Марлоу решила, что лучше до конца жизни носить каждый день канареечное платье, чем стоять с голой грудью перед этим нахальным роботом. Она вообще не хочет ни оплодотворения, ни связанного с ним праздника. Так какая разница, во что она будет одета?

— Выбрали, — ответила она механической девушке. — Пробивайте.

* * *

Три женщины оставили платье, задыхающееся в чехле, в машине Флосс и пошли по обрамленной полевыми цветами галерее торгового центра по направлению к кафе. Эллис ждал у входа, упершись подошвой кроссовка в стену. Он уставился в одну точку и то и дело нарочито вытягивал губы. Марлоу знала этот взгляд: он что-то диктовал — имейл или, подумала она с горечью, список продуктов, которые будет прятать от нее. Хотя в этом не было никакой необходимости — и хотя Марлоу много раз повторяла, что ей неприятна эта привычка делать рыбьи губы, словно он жевал, обнажая десны, — Эллис постоянно артикулировал слова, которые мысленно передавал своему девайсу.
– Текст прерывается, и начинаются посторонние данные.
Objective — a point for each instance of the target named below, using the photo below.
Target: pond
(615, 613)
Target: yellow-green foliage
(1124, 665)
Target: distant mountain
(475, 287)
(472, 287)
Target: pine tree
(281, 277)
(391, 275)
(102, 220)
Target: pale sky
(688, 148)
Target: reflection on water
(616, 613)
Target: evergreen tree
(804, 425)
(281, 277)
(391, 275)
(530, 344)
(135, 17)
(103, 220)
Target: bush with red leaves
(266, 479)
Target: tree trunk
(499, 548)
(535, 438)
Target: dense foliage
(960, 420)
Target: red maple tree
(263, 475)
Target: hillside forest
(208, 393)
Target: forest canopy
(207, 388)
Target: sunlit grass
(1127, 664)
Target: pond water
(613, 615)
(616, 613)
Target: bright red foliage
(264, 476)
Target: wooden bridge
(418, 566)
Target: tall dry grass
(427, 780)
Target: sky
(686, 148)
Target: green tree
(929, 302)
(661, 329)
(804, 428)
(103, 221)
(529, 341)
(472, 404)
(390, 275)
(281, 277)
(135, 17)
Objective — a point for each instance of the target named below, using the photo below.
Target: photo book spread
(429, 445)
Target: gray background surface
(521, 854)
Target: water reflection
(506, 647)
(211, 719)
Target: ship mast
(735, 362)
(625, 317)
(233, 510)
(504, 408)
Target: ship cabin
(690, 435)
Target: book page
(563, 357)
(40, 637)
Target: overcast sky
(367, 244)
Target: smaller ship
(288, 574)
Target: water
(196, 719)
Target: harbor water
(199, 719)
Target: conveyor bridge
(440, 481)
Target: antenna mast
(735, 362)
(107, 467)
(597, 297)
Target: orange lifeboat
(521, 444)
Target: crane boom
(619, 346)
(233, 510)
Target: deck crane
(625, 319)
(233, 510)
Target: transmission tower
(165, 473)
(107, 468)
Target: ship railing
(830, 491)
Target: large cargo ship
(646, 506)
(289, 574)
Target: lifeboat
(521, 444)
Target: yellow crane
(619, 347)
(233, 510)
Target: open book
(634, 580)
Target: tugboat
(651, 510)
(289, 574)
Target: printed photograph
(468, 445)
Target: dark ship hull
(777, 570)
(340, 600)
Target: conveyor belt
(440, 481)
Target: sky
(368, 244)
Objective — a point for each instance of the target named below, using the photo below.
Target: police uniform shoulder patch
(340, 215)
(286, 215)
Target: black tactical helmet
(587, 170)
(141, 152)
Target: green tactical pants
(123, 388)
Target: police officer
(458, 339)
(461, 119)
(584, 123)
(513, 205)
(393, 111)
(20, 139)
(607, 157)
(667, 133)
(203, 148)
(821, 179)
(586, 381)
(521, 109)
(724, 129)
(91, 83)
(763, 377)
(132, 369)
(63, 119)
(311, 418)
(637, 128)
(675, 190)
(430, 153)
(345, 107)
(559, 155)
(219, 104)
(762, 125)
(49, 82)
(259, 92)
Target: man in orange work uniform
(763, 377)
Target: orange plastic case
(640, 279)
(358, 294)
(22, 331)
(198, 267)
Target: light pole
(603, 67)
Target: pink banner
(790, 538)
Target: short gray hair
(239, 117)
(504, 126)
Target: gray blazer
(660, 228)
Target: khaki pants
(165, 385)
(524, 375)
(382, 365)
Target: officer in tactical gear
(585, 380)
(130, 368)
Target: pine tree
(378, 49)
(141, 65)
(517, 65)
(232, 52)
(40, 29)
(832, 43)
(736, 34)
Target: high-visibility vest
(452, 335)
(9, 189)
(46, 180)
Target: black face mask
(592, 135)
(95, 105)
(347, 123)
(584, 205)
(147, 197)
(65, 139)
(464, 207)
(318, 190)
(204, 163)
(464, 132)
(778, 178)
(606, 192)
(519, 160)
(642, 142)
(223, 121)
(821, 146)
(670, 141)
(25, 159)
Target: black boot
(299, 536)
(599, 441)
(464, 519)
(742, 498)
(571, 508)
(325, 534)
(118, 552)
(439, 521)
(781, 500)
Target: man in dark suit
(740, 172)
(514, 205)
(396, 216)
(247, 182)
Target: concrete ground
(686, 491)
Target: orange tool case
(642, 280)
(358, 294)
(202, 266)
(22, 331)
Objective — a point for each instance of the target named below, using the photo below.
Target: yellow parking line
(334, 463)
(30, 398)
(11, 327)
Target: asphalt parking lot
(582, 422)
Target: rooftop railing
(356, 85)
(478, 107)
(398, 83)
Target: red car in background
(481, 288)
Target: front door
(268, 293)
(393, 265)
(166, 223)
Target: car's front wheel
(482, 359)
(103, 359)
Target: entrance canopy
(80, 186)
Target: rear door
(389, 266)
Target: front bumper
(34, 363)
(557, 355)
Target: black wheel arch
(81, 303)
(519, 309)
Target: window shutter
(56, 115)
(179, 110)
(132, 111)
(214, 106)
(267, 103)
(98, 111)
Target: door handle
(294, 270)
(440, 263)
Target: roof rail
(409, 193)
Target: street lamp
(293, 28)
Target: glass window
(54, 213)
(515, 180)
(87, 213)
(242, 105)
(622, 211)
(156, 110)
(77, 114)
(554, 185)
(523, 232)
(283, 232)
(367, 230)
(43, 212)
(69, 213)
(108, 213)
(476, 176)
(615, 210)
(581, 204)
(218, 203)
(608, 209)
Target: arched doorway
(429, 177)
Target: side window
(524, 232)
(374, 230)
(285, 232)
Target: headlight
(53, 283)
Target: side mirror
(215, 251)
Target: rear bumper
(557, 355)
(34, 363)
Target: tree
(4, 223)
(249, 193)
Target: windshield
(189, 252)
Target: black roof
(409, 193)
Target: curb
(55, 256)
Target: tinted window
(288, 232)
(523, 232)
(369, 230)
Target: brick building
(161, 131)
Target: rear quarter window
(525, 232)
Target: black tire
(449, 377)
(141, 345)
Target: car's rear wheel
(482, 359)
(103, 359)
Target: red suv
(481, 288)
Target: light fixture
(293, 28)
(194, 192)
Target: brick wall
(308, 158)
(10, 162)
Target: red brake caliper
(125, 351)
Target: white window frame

Бриджит тоже ненавидела кривляния сына — это было единственное, в чем они с Марлоу соглашались.

Когда женщины приблизились к Эллису, Бриджит покудахтала, пытаясь поймать его взгляд и мимикой выразить ему свое неодобрение.

— Ладно, — вздохнула она, когда Эллис проигнорировал ее, — и все равно это лучше, чем раньше.

Марлоу поняла, что она имеет в виду. Ровесники ее родителей часто рассказывали, как все было, когда еще существовали старые телефоны: в залах ожидания, в самолетах, в клубах и ресторанах люди сидели с опущенными головами, не отрываясь от сиявшего голубым светом прямоугольного предмета, не замечая ничего вокруг, словно их усыпила внезапная утечка газа. Бриджит говорила о тех временах отстраненно, Флосс же упоминала о них с тоской.